Kontakthof is a 1978 show full of tenderness, violence and horror. Now, in a spectacular production, its first performers are bringing it back. But would Bausch have approved?
Theatres are haunted houses: on any stage, the ghosts of past performances can rise. At the opera house in Wuppertal, North Rhine-Westphalia, you can imagine the decades-ago premieres of Pina Bausch’s first potent tanztheater shows, which left audiences either enraptured or slamming the exit door. An original cast member may still appear in revivals today, giving a tantalising link to the history of a company now packed with dancers who joined after the German choreographer’s death in 2009. But tonight a full house in Wuppertal is watching Bausch’s classic Kontakthof delivered by a cast of nine, all of whom created it here almost 50 years ago. And they are accompanied by ethereal archive footage of the production from 1978, blown up to a dizzying scale.

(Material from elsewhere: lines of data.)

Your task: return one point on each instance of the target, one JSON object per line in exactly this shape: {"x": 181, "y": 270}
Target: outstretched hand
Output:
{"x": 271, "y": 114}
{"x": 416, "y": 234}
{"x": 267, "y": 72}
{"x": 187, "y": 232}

It is uncanny and moving to see them enter, in monochrome outfits, their steps mirroring those from the black and white film projected on an enormous gauze screen. It engulfs the performers so the images of their younger selves, at a height of several metres, loom over them. Kontakthof was first staged with 20 dancers and those who have not returned for this iteration – some of them deceased – remain frozen in time in film, accompanying tonight’s cast who have more than doubled in age since.